Normal Cervical Spine X-ray
The cervical spine is the part of the spine that is present in the neck region. It is formed by first 7 vertebrae of the spine numbered from C1 to C7.
The spine begins with C1 vertebra which is also called Atlas. Next vertebra is Axis.
Seventh cervical vertebra or C7 is also called vertebra prominens.
It must be noted that normal cervical spine x-rays do not exclude significant injury.
The lateral view is often the most informative image. In a lateral view first thing to look for is if the cervical spine is adequately covered in the view. Next, alignment of the vertebrae is looked for. Normal cervical spine x-ray would reveal a smooth lordotic curve and any loss of lordosis indicates spasm.
Vertebrae are studied for smooth cortical outline and height. Disc spaces are looked for any reduction of space. Prevertebral shadow is studied for any increase in width.

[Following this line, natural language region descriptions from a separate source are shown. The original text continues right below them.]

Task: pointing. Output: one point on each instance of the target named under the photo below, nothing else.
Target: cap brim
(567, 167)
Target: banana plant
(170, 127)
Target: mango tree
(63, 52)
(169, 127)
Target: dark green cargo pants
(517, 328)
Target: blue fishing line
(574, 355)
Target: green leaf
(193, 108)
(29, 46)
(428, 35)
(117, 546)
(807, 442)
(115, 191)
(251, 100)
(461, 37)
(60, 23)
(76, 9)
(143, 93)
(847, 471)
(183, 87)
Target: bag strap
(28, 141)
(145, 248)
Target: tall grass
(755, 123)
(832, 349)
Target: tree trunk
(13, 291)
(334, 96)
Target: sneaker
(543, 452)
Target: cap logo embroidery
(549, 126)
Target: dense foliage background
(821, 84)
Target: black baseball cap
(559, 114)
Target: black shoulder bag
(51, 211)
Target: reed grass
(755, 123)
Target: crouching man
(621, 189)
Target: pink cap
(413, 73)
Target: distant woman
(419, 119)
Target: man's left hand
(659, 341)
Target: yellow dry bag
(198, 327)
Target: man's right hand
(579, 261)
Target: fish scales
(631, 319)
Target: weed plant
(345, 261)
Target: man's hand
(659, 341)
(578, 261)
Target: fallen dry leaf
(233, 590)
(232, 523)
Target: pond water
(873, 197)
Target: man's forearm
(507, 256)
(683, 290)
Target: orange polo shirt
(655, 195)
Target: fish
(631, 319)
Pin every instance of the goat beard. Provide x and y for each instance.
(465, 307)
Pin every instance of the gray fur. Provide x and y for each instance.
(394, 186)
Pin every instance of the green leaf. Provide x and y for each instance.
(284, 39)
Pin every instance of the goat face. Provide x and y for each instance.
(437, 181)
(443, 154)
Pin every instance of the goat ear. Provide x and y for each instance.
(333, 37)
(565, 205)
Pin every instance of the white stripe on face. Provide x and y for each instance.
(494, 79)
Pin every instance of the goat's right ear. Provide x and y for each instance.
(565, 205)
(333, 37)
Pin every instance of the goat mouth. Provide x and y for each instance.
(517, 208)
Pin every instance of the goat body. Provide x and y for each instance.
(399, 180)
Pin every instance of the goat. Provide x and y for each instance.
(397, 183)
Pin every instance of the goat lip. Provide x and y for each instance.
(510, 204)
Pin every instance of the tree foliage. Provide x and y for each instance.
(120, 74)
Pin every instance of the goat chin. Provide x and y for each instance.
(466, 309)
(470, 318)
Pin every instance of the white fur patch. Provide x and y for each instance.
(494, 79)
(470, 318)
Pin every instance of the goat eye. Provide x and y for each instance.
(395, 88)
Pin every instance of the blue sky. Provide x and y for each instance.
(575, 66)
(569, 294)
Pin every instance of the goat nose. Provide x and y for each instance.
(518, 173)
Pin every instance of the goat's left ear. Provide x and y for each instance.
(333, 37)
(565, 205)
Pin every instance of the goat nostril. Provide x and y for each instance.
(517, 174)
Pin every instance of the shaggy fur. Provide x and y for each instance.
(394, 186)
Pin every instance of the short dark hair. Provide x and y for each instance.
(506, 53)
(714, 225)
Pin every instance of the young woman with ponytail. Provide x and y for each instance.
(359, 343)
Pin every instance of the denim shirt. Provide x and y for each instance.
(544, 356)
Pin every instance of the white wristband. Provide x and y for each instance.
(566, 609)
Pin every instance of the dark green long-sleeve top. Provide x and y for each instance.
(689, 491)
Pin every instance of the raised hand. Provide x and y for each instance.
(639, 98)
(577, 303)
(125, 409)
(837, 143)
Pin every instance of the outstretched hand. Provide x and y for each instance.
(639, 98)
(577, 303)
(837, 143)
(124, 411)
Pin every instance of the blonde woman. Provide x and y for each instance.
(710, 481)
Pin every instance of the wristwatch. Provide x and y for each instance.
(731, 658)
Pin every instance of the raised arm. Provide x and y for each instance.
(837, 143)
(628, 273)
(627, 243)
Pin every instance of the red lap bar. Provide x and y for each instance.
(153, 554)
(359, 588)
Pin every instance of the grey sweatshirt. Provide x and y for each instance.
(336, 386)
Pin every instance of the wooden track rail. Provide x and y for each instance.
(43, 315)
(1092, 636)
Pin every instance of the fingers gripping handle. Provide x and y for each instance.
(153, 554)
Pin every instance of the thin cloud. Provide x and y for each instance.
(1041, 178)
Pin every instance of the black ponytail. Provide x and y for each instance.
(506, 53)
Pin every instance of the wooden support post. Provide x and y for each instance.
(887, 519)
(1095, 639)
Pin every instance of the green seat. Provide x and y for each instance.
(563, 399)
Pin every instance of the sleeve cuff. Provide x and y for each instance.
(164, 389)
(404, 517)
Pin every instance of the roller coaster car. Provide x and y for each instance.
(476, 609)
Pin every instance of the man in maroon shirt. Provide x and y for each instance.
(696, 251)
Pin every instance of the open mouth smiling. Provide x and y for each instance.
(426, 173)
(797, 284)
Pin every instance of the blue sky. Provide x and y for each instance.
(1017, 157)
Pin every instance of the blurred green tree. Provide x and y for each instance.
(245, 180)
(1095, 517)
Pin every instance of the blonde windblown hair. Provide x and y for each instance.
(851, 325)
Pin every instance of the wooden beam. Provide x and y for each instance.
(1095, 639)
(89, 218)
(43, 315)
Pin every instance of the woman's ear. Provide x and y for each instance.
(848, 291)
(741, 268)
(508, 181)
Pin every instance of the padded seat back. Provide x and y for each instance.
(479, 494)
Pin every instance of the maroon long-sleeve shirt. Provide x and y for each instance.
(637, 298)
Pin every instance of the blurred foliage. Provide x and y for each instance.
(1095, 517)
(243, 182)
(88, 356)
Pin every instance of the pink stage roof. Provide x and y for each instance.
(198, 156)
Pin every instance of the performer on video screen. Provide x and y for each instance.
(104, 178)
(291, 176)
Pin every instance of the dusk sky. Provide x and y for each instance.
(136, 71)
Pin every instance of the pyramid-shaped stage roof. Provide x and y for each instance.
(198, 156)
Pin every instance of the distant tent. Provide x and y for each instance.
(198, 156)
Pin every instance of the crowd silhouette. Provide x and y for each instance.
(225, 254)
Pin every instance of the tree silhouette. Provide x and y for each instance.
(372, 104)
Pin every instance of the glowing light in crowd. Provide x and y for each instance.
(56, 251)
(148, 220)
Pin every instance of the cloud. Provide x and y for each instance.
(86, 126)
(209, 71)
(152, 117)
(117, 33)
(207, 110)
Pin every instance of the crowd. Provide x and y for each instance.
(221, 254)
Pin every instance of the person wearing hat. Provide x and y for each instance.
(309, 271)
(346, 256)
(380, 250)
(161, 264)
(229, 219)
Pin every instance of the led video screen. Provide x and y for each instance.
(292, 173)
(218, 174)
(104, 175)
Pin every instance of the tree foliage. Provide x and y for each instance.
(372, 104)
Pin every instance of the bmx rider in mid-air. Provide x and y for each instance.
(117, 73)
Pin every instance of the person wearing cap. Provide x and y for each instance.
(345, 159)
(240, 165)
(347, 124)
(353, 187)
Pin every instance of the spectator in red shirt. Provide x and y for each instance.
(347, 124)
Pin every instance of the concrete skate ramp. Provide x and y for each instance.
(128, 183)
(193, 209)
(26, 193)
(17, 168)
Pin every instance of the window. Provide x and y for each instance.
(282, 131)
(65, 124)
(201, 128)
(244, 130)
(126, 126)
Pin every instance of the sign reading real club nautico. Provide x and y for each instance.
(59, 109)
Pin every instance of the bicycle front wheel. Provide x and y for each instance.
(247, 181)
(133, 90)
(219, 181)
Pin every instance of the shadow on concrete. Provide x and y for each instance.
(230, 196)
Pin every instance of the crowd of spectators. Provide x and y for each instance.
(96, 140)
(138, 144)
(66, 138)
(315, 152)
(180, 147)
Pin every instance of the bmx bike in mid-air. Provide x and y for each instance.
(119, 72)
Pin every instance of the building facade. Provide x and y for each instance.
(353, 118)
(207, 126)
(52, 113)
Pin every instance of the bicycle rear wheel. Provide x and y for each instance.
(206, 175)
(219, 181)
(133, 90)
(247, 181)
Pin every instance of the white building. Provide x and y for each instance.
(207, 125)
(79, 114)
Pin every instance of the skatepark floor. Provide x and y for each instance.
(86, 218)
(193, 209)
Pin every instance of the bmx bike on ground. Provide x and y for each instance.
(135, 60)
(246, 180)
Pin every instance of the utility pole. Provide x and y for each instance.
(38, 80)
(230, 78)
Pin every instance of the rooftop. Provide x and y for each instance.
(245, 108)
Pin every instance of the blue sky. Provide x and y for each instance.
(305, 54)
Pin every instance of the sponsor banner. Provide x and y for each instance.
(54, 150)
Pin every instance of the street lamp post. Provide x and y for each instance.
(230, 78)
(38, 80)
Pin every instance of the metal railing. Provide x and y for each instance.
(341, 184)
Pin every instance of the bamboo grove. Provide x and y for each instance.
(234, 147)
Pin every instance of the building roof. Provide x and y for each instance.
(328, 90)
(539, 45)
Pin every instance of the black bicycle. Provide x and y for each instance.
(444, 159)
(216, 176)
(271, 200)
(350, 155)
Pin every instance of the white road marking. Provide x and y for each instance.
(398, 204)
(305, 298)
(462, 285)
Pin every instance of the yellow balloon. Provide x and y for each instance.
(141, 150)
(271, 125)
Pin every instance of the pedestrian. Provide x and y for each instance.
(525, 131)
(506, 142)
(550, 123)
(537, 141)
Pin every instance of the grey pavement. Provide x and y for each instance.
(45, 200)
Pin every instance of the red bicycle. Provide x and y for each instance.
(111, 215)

A normal cervical spine x-ray – Lateral View
All vertebrae are visible should be visible from skull base to the top of T1 is considered adequate.
If T1 is not visible then a repeat image with the patient’s shoulders lowered. Otherwise, a swimmer’s view may be acquired.
Anterior line or the line of the anterior longitudinal ligament [line formed by connecting anterior margins of cervical vertebral body], the posterior line the line of the posterior longitudinal ligament formed by connecting posterior margins of cervical vertebrae] and the spinolaminar line or the line formed by the anterior edge of the spinous processes are checked for continuity.
Cortical outline of all the bones should be checked for fractures.
The vertebral bodies are spaced apart by the intervertebral discs – not directly visible with X-rays. These spaces should be approximately equal in height increase as we come lower down.
Prevertebral soft tissue
Some fractures cause widening of the prevertebral soft tissue due to the prevertebral hematoma. The width is measured between the anterior line and anterior margin of soft tissue visible on the x-ray.
– The normal prevertebral soft tissue is narrow down to C4 and wider below
– Above C4 -1/3rd vertebral body width
– Below C4 – 100% vertebral body width
This x-ray shows a normal cervical spine. The present x-ray shows vertebra from C1 to C7.
The view in the present picture is lateral view.
As you can view it, normal cervical spine appears lordotic. That means the anterior part of the spine appears convex and posterior concave.
Normal Cervical Spine Xray – AP View
The AP view should cover the whole cervical spine and the upper thoracic spine.
The lateral edges of the cervical spine are aligned.
Check for bony integrity to rule out fractures
The spinous processes are in a straight line and spaced approximately evenly.
In diseases or spasm of the cervical spine, this lordosis of the normal cervical spine is lost.
Most common of these causes a change in curvature is cervical spondylosis.
For examination of the cervical spine, both anteroposterior and lateral views are required. Though both the views are important, the lateral view is more informative.
Special view radiographs may be required in many cases for proper diagnosis of the disease.
Cervical spine x-ray can be taken in standing position or lying down on the table.
The first method is done routinely on ambulatory patients in the outpatient department. Lying down method is done in cases of injury or patients who cannot stand.